Among them is the North American Carbon Capture and Storage Association , a coalition Alston formed on behalf of its energy clients to support the development of carbon capture and storage.

The group was founded with 13 members, including Shell Oil Co. and Peabody Energy , a major coal producer.

A bill lobbyists expected to be introduced by House Democrats Rick Boucher (Va.), John Murtha (Pa.) and Nick Rahall (W.Va.) would create a dedicated funding stream to develop carbon capture technologies.

The bill would charge utilities based on the amount of electricity they send over transmission lines. That would spread out the impacts of the bill equally across all regions. Critics contend the climate bill under consideration in the Senate would hurt certain areas like the Southeast that heavily more rely on coal to produce electricity.

The wire charge would avoid that. But it will have its own problems. Appropriators tend not to like dedicated funding streams, and environmentalists want “polluters to pay” through firm emissions targets that are set sooner rather than later.

Even after some of the issues discussed above are resolved, the debate over climate will generate business in the lobbying industry for years to come.

Mowrey, who specializes in federal regulation, says by his count the bill would require the Environmental Protection Agency to conduct at least 30 different rulemakings.

J.S.

 

SEEKING A DELAY

The rank-and-file push for the House to postpone a controversial Medicare competitive bidding program for durable medical equipment continues apace.

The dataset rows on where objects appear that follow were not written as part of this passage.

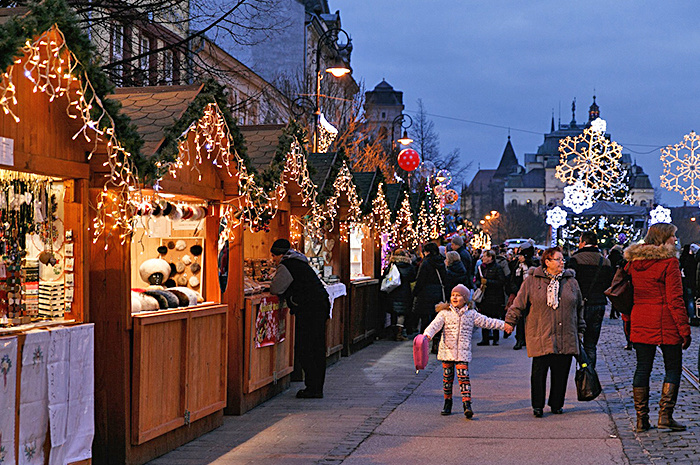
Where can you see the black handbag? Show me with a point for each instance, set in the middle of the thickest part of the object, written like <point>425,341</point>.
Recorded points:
<point>621,292</point>
<point>587,382</point>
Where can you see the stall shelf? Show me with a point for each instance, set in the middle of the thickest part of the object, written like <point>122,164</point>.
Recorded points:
<point>45,178</point>
<point>162,373</point>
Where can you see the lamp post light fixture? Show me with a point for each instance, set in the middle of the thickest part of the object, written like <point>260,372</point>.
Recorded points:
<point>336,67</point>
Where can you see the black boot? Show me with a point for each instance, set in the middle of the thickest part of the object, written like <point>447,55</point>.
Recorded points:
<point>669,395</point>
<point>447,408</point>
<point>468,412</point>
<point>641,405</point>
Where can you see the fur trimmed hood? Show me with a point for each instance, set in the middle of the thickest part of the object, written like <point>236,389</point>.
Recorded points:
<point>650,252</point>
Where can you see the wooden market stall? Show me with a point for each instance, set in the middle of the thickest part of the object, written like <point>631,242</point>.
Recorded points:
<point>161,361</point>
<point>261,330</point>
<point>44,293</point>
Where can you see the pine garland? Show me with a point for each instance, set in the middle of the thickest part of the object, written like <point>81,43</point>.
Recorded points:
<point>41,16</point>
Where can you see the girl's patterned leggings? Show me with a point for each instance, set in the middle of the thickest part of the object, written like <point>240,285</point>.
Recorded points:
<point>448,374</point>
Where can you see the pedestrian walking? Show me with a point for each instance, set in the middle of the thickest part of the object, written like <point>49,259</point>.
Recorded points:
<point>401,298</point>
<point>594,275</point>
<point>554,327</point>
<point>658,318</point>
<point>429,289</point>
<point>307,299</point>
<point>519,271</point>
<point>615,257</point>
<point>491,276</point>
<point>457,244</point>
<point>457,322</point>
<point>688,276</point>
<point>456,273</point>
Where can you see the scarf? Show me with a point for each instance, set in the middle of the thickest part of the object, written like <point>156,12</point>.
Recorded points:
<point>553,289</point>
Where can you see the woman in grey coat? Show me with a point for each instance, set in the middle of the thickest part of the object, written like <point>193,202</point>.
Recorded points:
<point>553,327</point>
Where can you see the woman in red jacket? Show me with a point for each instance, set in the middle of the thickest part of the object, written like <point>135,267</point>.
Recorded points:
<point>658,319</point>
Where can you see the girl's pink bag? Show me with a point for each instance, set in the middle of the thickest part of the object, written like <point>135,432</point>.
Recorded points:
<point>421,350</point>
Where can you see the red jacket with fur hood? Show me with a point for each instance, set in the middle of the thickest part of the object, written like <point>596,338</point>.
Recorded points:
<point>658,315</point>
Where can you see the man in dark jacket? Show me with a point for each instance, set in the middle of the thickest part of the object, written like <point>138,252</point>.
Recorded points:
<point>594,275</point>
<point>299,285</point>
<point>458,246</point>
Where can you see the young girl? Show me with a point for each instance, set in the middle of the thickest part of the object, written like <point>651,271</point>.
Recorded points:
<point>455,351</point>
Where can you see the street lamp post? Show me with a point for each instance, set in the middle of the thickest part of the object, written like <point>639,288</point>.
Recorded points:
<point>337,68</point>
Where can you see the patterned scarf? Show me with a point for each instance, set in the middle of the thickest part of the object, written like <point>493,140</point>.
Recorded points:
<point>553,289</point>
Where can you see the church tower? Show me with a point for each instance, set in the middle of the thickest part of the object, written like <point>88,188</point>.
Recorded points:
<point>382,106</point>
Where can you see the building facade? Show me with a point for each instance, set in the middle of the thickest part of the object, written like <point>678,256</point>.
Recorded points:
<point>535,184</point>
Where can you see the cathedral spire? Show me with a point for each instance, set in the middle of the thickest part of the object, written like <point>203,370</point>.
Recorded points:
<point>593,111</point>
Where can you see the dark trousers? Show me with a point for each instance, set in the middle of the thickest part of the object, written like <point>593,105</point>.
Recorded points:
<point>489,334</point>
<point>310,348</point>
<point>593,314</point>
<point>520,331</point>
<point>559,366</point>
<point>673,357</point>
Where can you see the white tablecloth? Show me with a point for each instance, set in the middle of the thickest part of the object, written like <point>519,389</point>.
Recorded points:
<point>334,291</point>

On Monday, 132 House members wrote to the Democratic and Republican leaders of the Ways and Means Committee and its Health Subcommittee asking for legislation that would delay the implementation of the first phase of the program for one year.

“We are very concerned that the suppliers will not be able to meet the needs of Medicare beneficiaries,” the lawmakers wrote. Reps. John Tanner (D-Tenn.) and David Hobson (R-Ohio) are the top signatories to the letter.

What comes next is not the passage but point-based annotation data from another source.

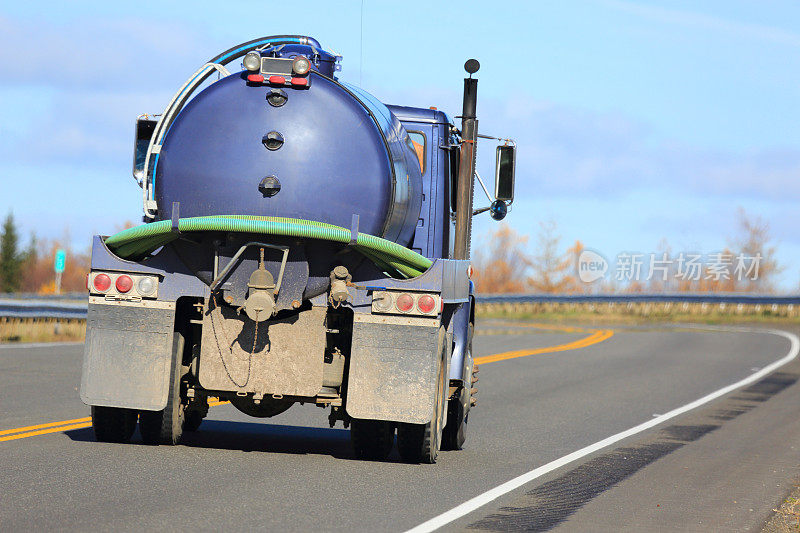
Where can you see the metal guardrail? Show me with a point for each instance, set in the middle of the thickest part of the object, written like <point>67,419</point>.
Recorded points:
<point>28,308</point>
<point>53,307</point>
<point>697,298</point>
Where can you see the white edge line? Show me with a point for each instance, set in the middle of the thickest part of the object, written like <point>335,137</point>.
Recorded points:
<point>492,494</point>
<point>38,344</point>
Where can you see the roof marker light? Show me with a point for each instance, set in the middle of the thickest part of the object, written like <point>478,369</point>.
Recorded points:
<point>252,61</point>
<point>301,65</point>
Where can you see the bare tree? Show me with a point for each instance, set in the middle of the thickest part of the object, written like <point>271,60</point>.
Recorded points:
<point>501,265</point>
<point>551,269</point>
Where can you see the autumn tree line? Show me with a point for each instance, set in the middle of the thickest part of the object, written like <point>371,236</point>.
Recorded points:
<point>30,268</point>
<point>506,262</point>
<point>502,263</point>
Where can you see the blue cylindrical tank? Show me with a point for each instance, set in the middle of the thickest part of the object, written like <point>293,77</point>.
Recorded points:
<point>336,151</point>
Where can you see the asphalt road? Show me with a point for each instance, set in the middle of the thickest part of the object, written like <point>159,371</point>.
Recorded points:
<point>723,465</point>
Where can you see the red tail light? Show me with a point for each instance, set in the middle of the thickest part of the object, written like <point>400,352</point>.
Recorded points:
<point>426,303</point>
<point>404,303</point>
<point>124,283</point>
<point>102,282</point>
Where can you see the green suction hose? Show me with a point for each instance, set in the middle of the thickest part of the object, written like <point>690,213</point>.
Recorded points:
<point>135,243</point>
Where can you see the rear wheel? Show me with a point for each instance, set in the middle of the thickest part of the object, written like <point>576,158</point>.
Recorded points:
<point>372,439</point>
<point>420,443</point>
<point>192,420</point>
<point>166,426</point>
<point>455,432</point>
<point>113,424</point>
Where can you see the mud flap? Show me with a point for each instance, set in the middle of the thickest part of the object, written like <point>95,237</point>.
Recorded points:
<point>127,354</point>
<point>393,365</point>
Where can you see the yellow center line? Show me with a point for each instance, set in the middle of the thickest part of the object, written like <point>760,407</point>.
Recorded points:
<point>44,431</point>
<point>597,336</point>
<point>41,426</point>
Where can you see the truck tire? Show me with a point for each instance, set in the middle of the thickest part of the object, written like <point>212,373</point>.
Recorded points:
<point>192,420</point>
<point>113,424</point>
<point>455,432</point>
<point>166,426</point>
<point>372,439</point>
<point>420,443</point>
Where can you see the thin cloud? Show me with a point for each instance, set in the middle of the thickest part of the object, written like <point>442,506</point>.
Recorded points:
<point>699,20</point>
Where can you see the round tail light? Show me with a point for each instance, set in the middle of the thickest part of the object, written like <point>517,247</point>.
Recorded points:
<point>404,303</point>
<point>124,283</point>
<point>426,303</point>
<point>101,282</point>
<point>252,61</point>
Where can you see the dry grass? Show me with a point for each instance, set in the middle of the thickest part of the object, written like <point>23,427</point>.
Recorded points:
<point>42,331</point>
<point>787,517</point>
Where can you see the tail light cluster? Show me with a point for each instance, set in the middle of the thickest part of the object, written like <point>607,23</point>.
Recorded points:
<point>406,303</point>
<point>123,285</point>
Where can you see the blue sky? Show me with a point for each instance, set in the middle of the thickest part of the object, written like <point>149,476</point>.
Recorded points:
<point>636,122</point>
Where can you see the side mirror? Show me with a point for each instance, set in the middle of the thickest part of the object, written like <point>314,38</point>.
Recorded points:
<point>144,132</point>
<point>504,173</point>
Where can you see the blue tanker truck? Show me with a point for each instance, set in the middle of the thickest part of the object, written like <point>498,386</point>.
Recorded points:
<point>302,243</point>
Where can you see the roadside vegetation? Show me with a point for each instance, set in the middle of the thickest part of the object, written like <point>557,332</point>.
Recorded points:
<point>507,262</point>
<point>29,269</point>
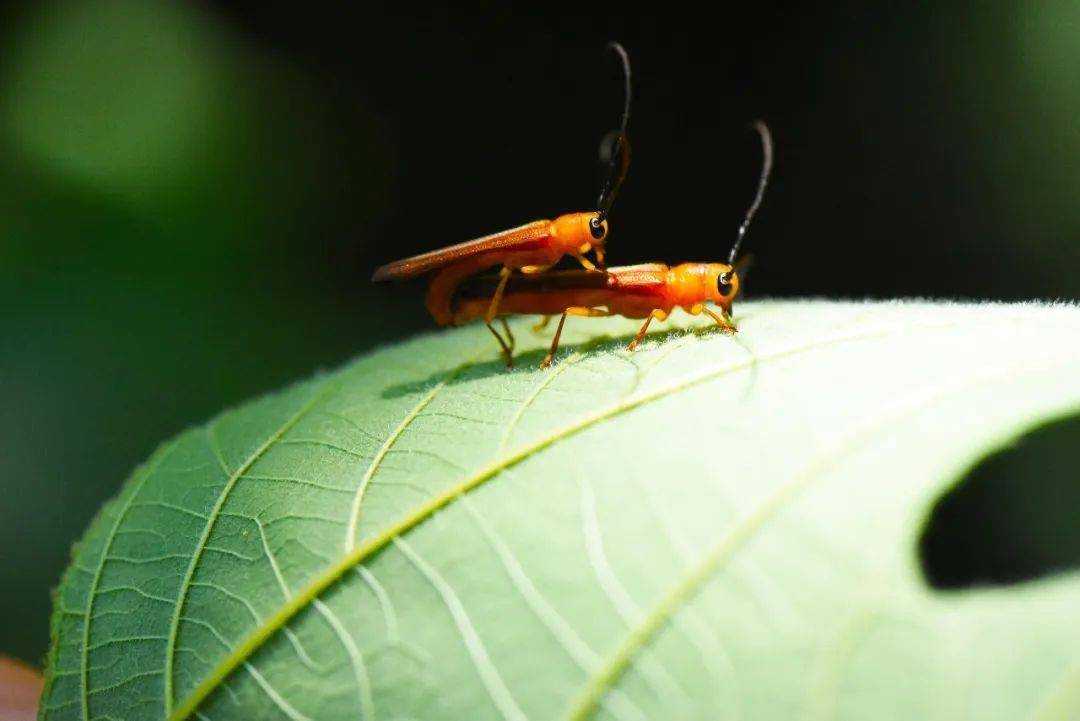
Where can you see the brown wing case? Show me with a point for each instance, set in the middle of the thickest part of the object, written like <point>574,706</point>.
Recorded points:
<point>644,276</point>
<point>523,237</point>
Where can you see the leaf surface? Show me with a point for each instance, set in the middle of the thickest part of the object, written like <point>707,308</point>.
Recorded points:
<point>711,527</point>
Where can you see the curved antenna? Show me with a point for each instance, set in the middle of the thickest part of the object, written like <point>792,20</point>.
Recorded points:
<point>763,130</point>
<point>619,163</point>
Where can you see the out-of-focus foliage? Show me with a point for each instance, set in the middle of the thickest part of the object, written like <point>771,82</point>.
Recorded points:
<point>192,195</point>
<point>159,192</point>
<point>712,527</point>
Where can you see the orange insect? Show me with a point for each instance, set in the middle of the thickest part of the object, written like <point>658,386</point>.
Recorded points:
<point>531,248</point>
<point>650,290</point>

The House missive is likely to be given a sympathetic reception. Health Subcommittee Chairman Pete Stark (D-Calif.) has been drafting legislation to postpone the July 1 start date.

The medical supply industry — particularly those companies that did not submit winning bids — has been lobbying hard for a postponement, claiming their businesses are at severe risk.

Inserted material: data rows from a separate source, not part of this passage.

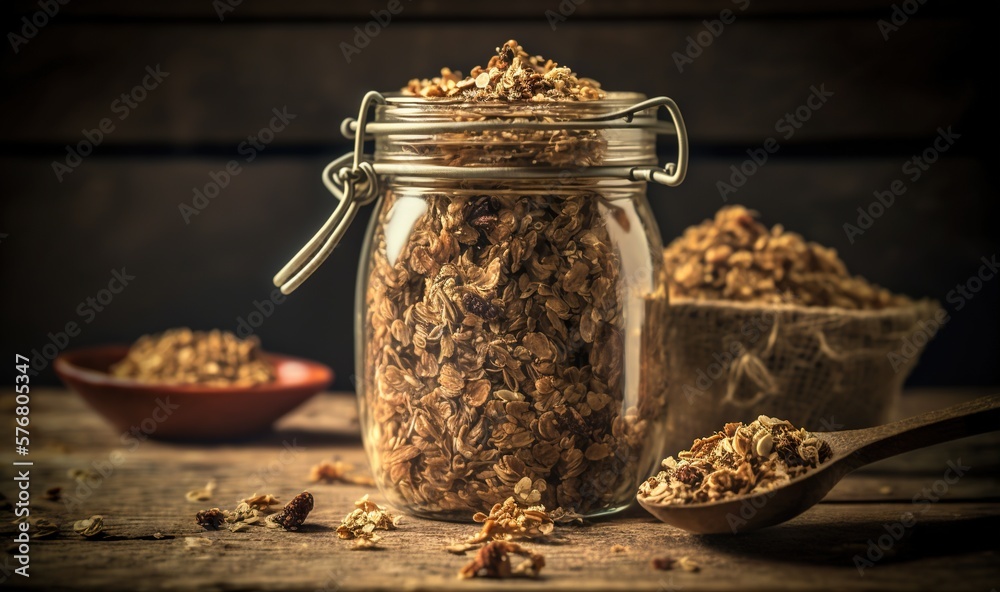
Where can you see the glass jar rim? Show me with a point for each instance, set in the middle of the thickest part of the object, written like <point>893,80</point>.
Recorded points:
<point>611,98</point>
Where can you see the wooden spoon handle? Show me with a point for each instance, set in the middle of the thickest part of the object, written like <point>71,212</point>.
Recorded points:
<point>958,421</point>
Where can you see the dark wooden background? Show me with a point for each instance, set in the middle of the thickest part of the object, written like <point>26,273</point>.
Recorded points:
<point>120,206</point>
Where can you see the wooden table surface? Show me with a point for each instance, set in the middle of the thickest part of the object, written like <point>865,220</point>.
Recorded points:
<point>952,546</point>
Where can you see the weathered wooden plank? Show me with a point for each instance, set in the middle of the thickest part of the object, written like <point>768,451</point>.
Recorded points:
<point>224,81</point>
<point>444,9</point>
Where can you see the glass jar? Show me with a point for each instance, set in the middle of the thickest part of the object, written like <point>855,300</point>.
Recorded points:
<point>510,301</point>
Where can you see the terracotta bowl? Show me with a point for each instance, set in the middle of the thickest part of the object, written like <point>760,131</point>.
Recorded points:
<point>188,412</point>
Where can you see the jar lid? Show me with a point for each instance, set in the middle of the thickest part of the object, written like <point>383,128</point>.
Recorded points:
<point>354,177</point>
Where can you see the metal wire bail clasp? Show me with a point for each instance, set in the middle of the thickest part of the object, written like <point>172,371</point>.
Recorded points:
<point>358,184</point>
<point>354,186</point>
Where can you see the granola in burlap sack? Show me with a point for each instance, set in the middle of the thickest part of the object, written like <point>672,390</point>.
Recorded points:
<point>762,321</point>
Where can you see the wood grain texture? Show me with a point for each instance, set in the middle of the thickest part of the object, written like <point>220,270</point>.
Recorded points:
<point>950,545</point>
<point>454,9</point>
<point>223,81</point>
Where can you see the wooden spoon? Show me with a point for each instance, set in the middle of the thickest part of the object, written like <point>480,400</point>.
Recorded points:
<point>851,449</point>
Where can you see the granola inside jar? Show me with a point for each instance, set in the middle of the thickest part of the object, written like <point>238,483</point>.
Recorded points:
<point>509,340</point>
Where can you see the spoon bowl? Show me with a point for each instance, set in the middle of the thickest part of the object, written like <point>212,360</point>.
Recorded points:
<point>851,450</point>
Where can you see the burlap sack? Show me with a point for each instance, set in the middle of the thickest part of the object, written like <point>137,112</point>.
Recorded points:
<point>820,368</point>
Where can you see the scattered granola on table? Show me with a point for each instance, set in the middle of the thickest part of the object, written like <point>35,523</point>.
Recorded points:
<point>248,511</point>
<point>668,563</point>
<point>90,527</point>
<point>735,257</point>
<point>40,527</point>
<point>293,514</point>
<point>507,522</point>
<point>338,471</point>
<point>208,358</point>
<point>210,519</point>
<point>493,561</point>
<point>739,460</point>
<point>360,525</point>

Under the program, suppliers of 10 categories of medical equipment, from oxygen tanks to power wheelchairs, in 10 metropolitan areas submitted bids to the Centers for Medicare and Medicaid Services (CMS). The winning bidders, announced last month, are to begin getting the reduced payments on July 1. Firms not offered contracts are not permitted to sell their products to Medicare beneficiaries in those 10 metro areas. CMS plans to begin the process of expanding the program to 70 more metropolitan areas in July.

At a Health Subcommittee hearing last month, Stark indicated the price the industry would pay for a delay could be lower payments for their products across the board. Merely delaying the program would cost $6 billion over five years, an expense Stark told industry representatives they would have to bear.

Stark conveyed exasperation with CMS’s implementation of the program during the hearing. Full committee ranking member Jim McCrery (R-La.) and other lawmakers on the panel expressed similar sentiments, along with concern that the program would limit patients’ access to medical equipment and supplies.